El hombre no supo que contestar. Se paró en seco cuando Anne se agacho para sujetar la pelota con la que Anubis había estado jugando en aquel momento, y luego, cuando ella se alzó y se la tendió, la tomó como si le dieran una bomba. La pelota en realidad estaba completamente cubierta de babas.

-¿Eso crees? - preguntó al mismo tiempo que tomaba impulso con el cuerpo,y especialmente con el brazo, para lanzar la pelota al animal lo más lejos posible- quizás te confundas, o quizás es que tu eres demasiado...

-¿Juerguista?¿Despreocupada? ¿Irresponsable? -le ayudó ella con una sonrisa al ver que el hombre encontraba dificultades en encontrar la palabra adecuada.

-No, no quise decir nada de eso -dijo el mirándola ahora ligeramente enfadado- Aunque bueno, quizás si lo primero... y un  poco de lo segundo.

En esa ocasión Anne no pudo evitar que una carcajada se escapara de sus labios. Tenía razón, en aquella ocasión simplemente la había pillado de pleno.

-No te preocupes. Yo vengo de Italia, y ya se sabe que en el Mediterráneo tenemos la sangre caliente.

Aquello de nuevo sorprendió al hombre simplemente porque no supo como tomárselo. Sin embargo tampoco contó con demasiado tiempo para pensárselo antes de que Anubis volviera con la pelota en la boca. El problema era que el hombre la había arrojado tan furte que la había tirado directamente al lago donde, al parecer, el animal se había lanzado directamente para recuperarla.

Anubis, que estaba acostumbrado al carácter vivaracho de Anne, no dudó en sacudirse con fuerza el pelaje frente a ambos. ¿La consecuencia?: La impoluta camisa blanca del hombre quedó llena de agua, pero también del barro del que el animal se había impregnado saliendo del agua.
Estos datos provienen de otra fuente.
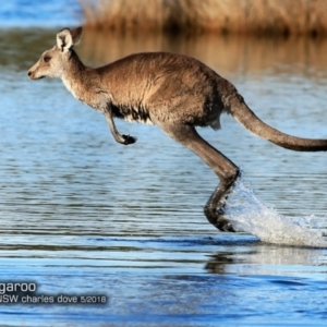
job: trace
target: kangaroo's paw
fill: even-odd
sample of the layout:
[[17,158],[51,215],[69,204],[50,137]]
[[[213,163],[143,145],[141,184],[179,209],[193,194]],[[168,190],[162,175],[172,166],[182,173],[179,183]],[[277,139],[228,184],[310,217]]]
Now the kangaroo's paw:
[[218,228],[219,230],[235,232],[233,226],[226,217],[222,208],[216,209],[216,208],[210,208],[210,207],[206,206],[204,209],[204,213],[205,213],[207,219],[209,220],[209,222],[211,225],[214,225],[216,228]]
[[122,135],[122,137],[124,138],[124,142],[123,142],[124,145],[133,144],[137,141],[136,137],[131,136],[131,135]]
[[227,219],[221,209],[218,210],[215,226],[221,231],[235,232],[231,222]]

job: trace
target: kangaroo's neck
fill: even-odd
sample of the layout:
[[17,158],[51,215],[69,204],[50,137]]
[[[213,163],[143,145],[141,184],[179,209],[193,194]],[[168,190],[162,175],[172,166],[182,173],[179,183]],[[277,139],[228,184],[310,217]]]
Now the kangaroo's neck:
[[76,99],[86,104],[89,102],[88,97],[95,85],[95,70],[85,66],[76,52],[71,50],[66,69],[62,75],[62,82]]

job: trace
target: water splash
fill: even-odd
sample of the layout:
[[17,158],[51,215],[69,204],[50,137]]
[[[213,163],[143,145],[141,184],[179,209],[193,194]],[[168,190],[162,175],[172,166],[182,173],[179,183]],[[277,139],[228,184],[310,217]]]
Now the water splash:
[[314,215],[292,219],[284,217],[265,206],[242,180],[228,201],[226,214],[237,231],[251,233],[263,242],[327,247],[322,232],[311,229],[314,227]]

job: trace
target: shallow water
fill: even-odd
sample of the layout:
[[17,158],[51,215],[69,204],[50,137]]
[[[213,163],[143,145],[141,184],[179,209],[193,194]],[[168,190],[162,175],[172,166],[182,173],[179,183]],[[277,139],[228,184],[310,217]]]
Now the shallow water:
[[[247,230],[221,233],[203,216],[217,178],[192,153],[156,126],[122,121],[137,143],[118,145],[60,81],[27,80],[55,33],[0,32],[0,283],[106,303],[2,302],[1,326],[325,326],[327,250],[249,232],[281,217],[326,234],[326,154],[278,148],[226,116],[218,133],[199,130],[243,171],[228,210]],[[83,60],[185,52],[232,81],[267,123],[327,137],[326,43],[104,37],[85,35]]]

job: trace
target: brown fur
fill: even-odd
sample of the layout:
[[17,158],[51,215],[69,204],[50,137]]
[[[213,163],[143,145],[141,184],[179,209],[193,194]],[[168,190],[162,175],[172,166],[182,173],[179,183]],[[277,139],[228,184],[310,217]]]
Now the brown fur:
[[240,171],[203,140],[195,126],[219,129],[220,114],[227,112],[253,134],[279,146],[293,150],[327,150],[327,140],[294,137],[265,124],[230,82],[194,58],[148,52],[92,69],[85,66],[73,50],[81,36],[81,27],[60,31],[57,45],[44,52],[28,71],[29,78],[61,78],[74,97],[105,114],[114,140],[121,144],[132,144],[136,138],[120,134],[113,118],[157,124],[193,150],[220,179],[205,206],[206,217],[220,230],[233,231],[223,207]]

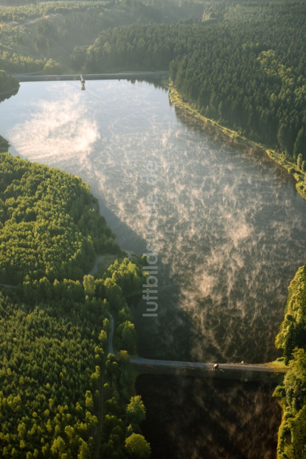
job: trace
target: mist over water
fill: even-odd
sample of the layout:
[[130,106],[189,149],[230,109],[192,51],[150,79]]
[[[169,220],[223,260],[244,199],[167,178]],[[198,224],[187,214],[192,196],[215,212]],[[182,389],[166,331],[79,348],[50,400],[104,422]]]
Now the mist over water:
[[147,83],[23,83],[0,105],[12,151],[88,181],[123,248],[145,252],[148,160],[158,164],[159,316],[134,310],[148,357],[249,362],[277,354],[289,282],[305,261],[292,178],[169,105]]
[[[0,118],[12,152],[88,182],[122,248],[139,255],[151,191],[142,175],[148,160],[157,163],[158,317],[134,305],[139,355],[277,356],[287,288],[306,258],[306,203],[284,170],[176,110],[147,83],[90,81],[83,92],[78,82],[22,83]],[[272,388],[143,376],[136,389],[153,459],[276,456]]]

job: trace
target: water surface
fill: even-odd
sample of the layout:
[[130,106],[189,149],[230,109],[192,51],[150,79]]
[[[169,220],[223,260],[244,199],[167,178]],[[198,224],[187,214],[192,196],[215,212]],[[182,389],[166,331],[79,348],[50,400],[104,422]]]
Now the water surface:
[[[147,83],[22,84],[0,104],[11,151],[88,181],[122,247],[146,251],[148,160],[158,165],[157,318],[133,308],[144,356],[268,361],[289,280],[305,261],[306,203],[262,151],[169,104]],[[273,388],[144,375],[152,459],[276,457]]]
[[22,83],[0,104],[13,152],[80,175],[122,248],[145,252],[148,160],[158,165],[158,317],[135,308],[139,352],[267,361],[305,261],[306,203],[292,177],[126,81]]

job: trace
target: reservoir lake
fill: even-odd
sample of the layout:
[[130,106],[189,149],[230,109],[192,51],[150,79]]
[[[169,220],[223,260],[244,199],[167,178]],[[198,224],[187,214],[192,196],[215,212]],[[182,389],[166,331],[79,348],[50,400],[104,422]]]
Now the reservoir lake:
[[[0,104],[1,134],[23,158],[80,176],[122,249],[146,249],[144,174],[154,161],[158,316],[132,309],[143,357],[263,363],[287,287],[306,261],[306,202],[292,176],[169,103],[145,82],[25,83]],[[280,409],[263,384],[143,375],[153,459],[275,458]]]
-¡Anubis!- Le riñó ella al darse cuenta de lo que estaba ocurriendo.

Pero nada, demasiado tarde... Jin Hyuk se había quedado completamente callado porque, desde luego,eso no entraba en sus planes.

-Será mejor que volvamos a mi casa y limpiemos eso o la camisa se te echará a perder- dejó escapar la chica al darse cuenta de que se le había fastidiado el paseo.